Studies in heterogeneous catalysis and x-ray spectroscopy of water
Title: Studies in heterogeneous catalysis and x-ray spectroscopy of water
SNIC Project: SNIC 2014/8-23
Project Type: SNAC Large
Principal Investigator: Lars G.M. Pettersson <>
Affiliation: Stockholm University
Duration: 2014-07-01 – 2015-07-01
Classification: 10304 10407 10302


The research of the group is focused on fundamental problems in heterogeneous catalysis and the determination of the structure and origin of the anomalous properties of liquid water. We challenged the textbook picture of normal liquid water in our Science paper in 2004 and have developed a new picture of ambient water based on fluctuations between two types of local structures connected to the anomalous properties of water. These become enhanced upon supercooling where thermodynamic response functions seem to diverge at a temperature of 228 K, i.e. below the temperature of homogenous nucleation.
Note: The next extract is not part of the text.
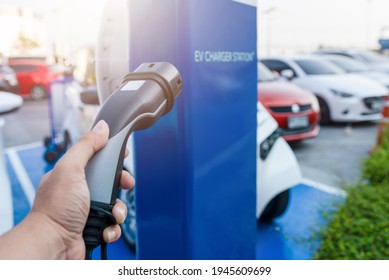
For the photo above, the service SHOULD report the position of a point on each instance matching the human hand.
(53, 228)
This has never before been accessible but new data from the free-electron Linac Coherent Light Source (LCLS) x-ray laser show a continuous development towards a tetrahedral liquid down to 227 K. We perform MD simulations in the supercooled regime to analyze the data. We simulate evaporative cooling of water droplets to establish the experimental temperature calibration. We perform extensive PIMD simulations of isotope effects in water to analyze x-ray emission spectra of water and investigate the dynamics observed in femtosecond vibrational pump-probe experiments. We furthermore investigate how thermodynamic response functions of water evolve with temperature and length of the simulations. In heterogeneous catalysis we exploit new opportunities created by the ultrashort pulses from the LCLS which enable following chemical reactions in real time. We compute structures, barriers and spectra to assist in the analysis of the experiments which include CO desorption and oxidation on Ru(0001) as well as hydrogenation of CO on the way to synthetic fuels. The studies of oxygen dissociation and oxide formation at Pt electrodes, as well as water and water dissociation products, aim to develop a deep understanding of fuel cell processes.